Changing stroke rehab and research worldwide now.Time is Brain! trillions and trillions of neurons that DIE each day because there are NO effective hyperacute therapies besides tPA(only 12% effective). I have 523 posts on hyperacute therapy, enough for researchers to spend decades proving them out. These are my personal ideas and blog on stroke rehabilitation and stroke research. Do not attempt any of these without checking with your medical provider. Unless you join me in agitating, when you need these therapies they won't be there.

What this blog is for:

My blog is not to help survivors recover, it is to have the 10 million yearly stroke survivors light fires underneath their doctors, stroke hospitals and stroke researchers to get stroke solved. 100% recovery. The stroke medical world is completely failing at that goal, they don't even have it as a goal. Shortly after getting out of the hospital and getting NO information on the process or protocols of stroke rehabilitation and recovery I started searching on the internet and found that no other survivor received useful information. This is an attempt to cover all stroke rehabilitation information that should be readily available to survivors so they can talk with informed knowledge to their medical staff. It lays out what needs to be done to get stroke survivors closer to 100% recovery. It's quite disgusting that this information is not available from every stroke association and doctors group.

Wednesday, April 4, 2018

Implementation of motor learning principles in physical therapy practice: Survey of physical therapists’ perceptions and reported implementation

These surveys should never be necessary, the therapists should just have to look for the protocols that have the best efficacy for the damage diagnosis. Without those steps: diagnosis, protocols, efficacy; your therapists are completely flying blind.
https://www.tandfonline.com/doi/abs/10.1080/09593985.2018.1456585

Received 20 May 2017, Accepted 27 Oct 2017, Published online: 28 Mar 2018

 

Translator disclaimer

Introduction: The field of motor learning (ML) plays a pivotal role in physical therapy (PT), and its implementation has been shown to improve intervention outcomes.
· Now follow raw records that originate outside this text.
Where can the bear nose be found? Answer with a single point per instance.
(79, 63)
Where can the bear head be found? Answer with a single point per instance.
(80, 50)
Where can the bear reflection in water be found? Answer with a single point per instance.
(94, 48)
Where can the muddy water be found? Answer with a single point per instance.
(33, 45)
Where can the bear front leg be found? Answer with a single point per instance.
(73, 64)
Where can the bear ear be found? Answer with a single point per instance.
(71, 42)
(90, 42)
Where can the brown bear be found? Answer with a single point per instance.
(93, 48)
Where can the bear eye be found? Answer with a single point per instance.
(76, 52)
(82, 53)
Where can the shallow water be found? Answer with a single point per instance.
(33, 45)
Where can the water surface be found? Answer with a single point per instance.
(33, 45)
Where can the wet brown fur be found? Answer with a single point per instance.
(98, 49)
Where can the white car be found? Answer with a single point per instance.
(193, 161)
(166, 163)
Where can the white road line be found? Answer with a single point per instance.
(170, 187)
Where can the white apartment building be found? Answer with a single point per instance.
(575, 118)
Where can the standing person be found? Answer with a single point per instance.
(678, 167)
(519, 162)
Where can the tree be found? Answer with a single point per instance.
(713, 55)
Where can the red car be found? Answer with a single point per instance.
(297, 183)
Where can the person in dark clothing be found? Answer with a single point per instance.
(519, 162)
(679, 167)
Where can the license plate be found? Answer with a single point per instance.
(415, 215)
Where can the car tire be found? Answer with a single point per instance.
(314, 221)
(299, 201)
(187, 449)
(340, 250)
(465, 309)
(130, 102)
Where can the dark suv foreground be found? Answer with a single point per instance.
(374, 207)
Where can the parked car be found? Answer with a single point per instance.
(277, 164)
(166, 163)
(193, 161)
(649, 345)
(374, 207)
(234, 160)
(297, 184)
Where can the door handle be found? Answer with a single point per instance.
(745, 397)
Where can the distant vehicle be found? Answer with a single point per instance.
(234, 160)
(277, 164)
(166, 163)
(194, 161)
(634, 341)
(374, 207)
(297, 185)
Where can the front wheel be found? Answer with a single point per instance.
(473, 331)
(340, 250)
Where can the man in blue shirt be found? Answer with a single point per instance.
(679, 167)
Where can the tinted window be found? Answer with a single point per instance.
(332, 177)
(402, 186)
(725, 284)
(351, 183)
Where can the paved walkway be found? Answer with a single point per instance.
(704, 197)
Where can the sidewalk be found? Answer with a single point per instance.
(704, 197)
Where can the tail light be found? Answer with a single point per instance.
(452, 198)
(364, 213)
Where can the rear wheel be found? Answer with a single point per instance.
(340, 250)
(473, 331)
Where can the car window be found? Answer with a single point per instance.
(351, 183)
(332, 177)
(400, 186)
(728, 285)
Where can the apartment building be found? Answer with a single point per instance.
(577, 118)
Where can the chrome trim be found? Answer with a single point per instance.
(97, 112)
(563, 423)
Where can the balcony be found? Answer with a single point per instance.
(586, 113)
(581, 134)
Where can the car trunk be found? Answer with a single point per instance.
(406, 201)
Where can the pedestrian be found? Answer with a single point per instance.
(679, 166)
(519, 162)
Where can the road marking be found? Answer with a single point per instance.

The objective of this study was to assess physical therapists’ ML-related self-efficacy, self-reported implementation, and environmental workplace factors. An additional aim was to report the psychometric properties of a questionnaire that was developed to assess the above-mentioned constructs.
Methods: An observational, cross-sectional survey was completed by 289 physical therapists (average age: 38.7 (9.7), with 11.3 (9.7) years of experience and 74% female). Construct validity, internal consistency, and test–retest reliability were tested. The main outcome measures were the scores of the three scales of the questionnaire, referring to self-efficacy in ML, implementation of ML principles, and workplace environment features.
Results: The questionnaire had sound psychometric qualities. Respondents perceived ML as an integral part of PT. ML-related self-efficacy and implementation of ML principles were moderate (2.95/5 (0.7) and 3.04/5(0.8), respectively). PT practice had a significant effect on ML-related self-efficacy (p = 0.035) and implementation (p = 0.0031). Respondents who had undergone ML training in their graduate program reported higher ML-related self-efficacy (p = 0.007). Respondents who had postgraduate training in ML reported significantly more extensive implementation (p = 0.024). Lack of knowledge and lack of time were perceived as the major barriers to implementation. Conclusions: Level of self-efficacy might be insufficient to support the systematic implementation of ML principles in practice. Addressing impeding individual- and organizational-level factors might facilitate ML self-efficacy and implementation. Postgraduate education facilitates ML implementation.